I was reminded that impeller (missile) drives don't pay attention to relativity recently in another thread when crunching numbers for the 4th drives on the new system defense missiles.Kytheros wrote:Bill Woods wrote:You know ... I've been playing with the numbers, and it turns out Mr. Weber also doesn't get this right. For single-drive missiles, Newtonian physics is fine, but for 2DMs and 3DMs, it's noticeably off. As far as the plots go, this isn't a problem, since the missiles should have even greater range than stated, though they shouldn't go so fast.

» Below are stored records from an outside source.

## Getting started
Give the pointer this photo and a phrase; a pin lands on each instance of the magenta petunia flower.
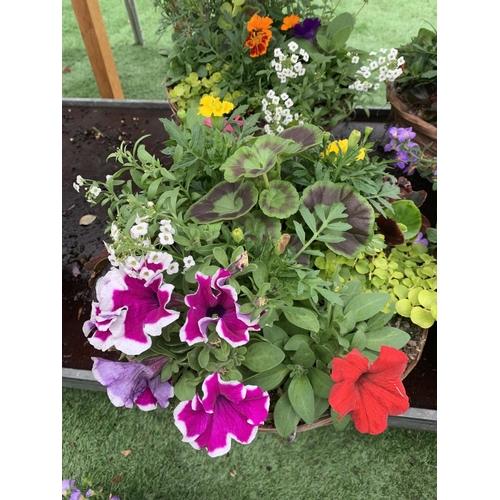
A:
(128, 312)
(227, 410)
(307, 29)
(215, 302)
(139, 383)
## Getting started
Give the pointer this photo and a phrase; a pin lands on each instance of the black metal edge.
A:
(377, 113)
(415, 418)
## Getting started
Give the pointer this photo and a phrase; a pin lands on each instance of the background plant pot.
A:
(400, 113)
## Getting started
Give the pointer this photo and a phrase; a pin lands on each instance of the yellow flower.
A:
(289, 22)
(213, 106)
(343, 145)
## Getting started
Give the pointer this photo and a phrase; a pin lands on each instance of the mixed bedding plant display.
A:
(254, 276)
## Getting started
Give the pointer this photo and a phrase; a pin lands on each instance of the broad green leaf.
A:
(321, 382)
(303, 318)
(281, 200)
(270, 379)
(408, 214)
(301, 396)
(256, 160)
(226, 201)
(304, 356)
(262, 356)
(367, 304)
(285, 417)
(392, 337)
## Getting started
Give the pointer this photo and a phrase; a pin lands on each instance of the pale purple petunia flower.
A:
(139, 383)
(128, 311)
(67, 484)
(227, 410)
(214, 302)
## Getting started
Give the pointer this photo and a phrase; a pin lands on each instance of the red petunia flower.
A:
(259, 35)
(369, 393)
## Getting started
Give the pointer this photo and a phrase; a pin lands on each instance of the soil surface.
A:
(90, 132)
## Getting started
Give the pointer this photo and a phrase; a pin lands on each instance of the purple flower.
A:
(228, 410)
(307, 29)
(138, 383)
(128, 311)
(420, 239)
(215, 302)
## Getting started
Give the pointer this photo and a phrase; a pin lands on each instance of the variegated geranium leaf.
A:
(281, 200)
(306, 136)
(257, 226)
(360, 215)
(225, 201)
(256, 160)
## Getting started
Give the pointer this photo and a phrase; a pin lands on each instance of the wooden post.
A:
(89, 17)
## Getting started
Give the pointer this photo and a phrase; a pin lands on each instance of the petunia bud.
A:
(354, 138)
(280, 245)
(237, 235)
(239, 264)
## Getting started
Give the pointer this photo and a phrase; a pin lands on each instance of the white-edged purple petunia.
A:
(128, 312)
(227, 410)
(139, 383)
(215, 302)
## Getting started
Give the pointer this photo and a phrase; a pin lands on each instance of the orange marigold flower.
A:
(289, 22)
(259, 35)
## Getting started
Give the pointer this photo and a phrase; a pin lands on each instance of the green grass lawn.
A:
(381, 23)
(320, 464)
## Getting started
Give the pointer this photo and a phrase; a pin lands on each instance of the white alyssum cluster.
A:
(377, 69)
(277, 112)
(289, 65)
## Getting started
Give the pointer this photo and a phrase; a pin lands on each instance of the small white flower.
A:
(166, 239)
(138, 219)
(95, 190)
(115, 233)
(173, 268)
(139, 230)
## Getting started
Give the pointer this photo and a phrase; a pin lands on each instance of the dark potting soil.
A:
(93, 130)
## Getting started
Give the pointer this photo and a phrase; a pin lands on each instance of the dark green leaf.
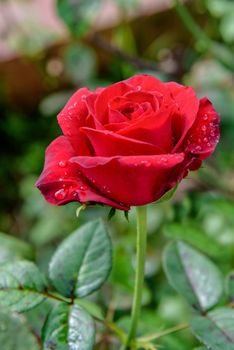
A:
(68, 327)
(230, 286)
(193, 275)
(21, 286)
(168, 195)
(83, 261)
(13, 249)
(216, 330)
(15, 334)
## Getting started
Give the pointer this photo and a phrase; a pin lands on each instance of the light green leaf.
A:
(216, 330)
(21, 286)
(68, 327)
(193, 275)
(83, 261)
(15, 334)
(13, 249)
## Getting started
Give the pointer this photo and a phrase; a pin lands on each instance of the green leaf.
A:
(21, 286)
(229, 286)
(83, 261)
(68, 327)
(80, 64)
(216, 329)
(168, 195)
(78, 15)
(193, 275)
(191, 234)
(112, 213)
(13, 249)
(15, 334)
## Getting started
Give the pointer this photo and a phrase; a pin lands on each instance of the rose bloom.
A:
(128, 144)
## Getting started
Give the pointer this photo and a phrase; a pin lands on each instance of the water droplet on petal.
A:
(203, 128)
(74, 194)
(60, 194)
(163, 159)
(62, 163)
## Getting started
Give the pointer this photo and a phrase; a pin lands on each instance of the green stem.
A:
(139, 279)
(162, 333)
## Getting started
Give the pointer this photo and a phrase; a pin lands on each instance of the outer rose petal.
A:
(62, 182)
(132, 180)
(204, 134)
(108, 144)
(187, 104)
(154, 128)
(72, 117)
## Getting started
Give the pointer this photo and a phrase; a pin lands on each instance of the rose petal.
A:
(147, 83)
(62, 182)
(72, 117)
(102, 102)
(187, 104)
(109, 144)
(136, 180)
(204, 134)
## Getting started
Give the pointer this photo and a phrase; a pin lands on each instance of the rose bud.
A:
(128, 144)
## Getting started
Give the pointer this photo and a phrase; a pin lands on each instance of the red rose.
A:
(128, 144)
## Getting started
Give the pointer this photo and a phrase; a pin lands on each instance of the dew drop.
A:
(60, 194)
(203, 128)
(62, 163)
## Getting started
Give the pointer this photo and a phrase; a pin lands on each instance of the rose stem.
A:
(140, 267)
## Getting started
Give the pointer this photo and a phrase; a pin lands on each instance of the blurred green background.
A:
(48, 50)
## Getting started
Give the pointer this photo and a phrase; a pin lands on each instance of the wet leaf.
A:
(193, 275)
(83, 261)
(68, 327)
(216, 329)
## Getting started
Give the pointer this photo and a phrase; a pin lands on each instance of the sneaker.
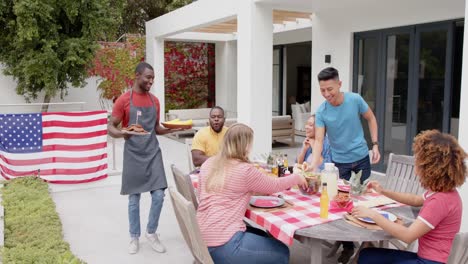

You aren't the first to note this irregularity. Acceleration under impeller drive appears to ignore relativistic effects on the acceleration math, whilst the time dilation effects still happen(at least, they do while under sails, per HotQ).
It is possible that the impeller drive, bending space as it does, is in effect, something like an alcubeirre drive or the Path of the Fury-verse Fasset drives at velocities approaching c, but there's not really any support for that other than ignoring relativistic effects on acceleration, and even if that bit of speculation is viable, there would be no way to test it - particle and radiation shielding wouldn't support those velocities, and you'd blow up your testing platform in short order.
For those RFC will most likely have to do something about relativity because their straight line terminal velocity, if you ignore relativity, is greater than c. And we can't have that.
Though we speculated that he may just do a quick & dirty fix by revealing a 'speed limit' on missiles -- similar to (but obviously higher than) the 0.8c (n-space) limit rad-shielding imposes on manned ships.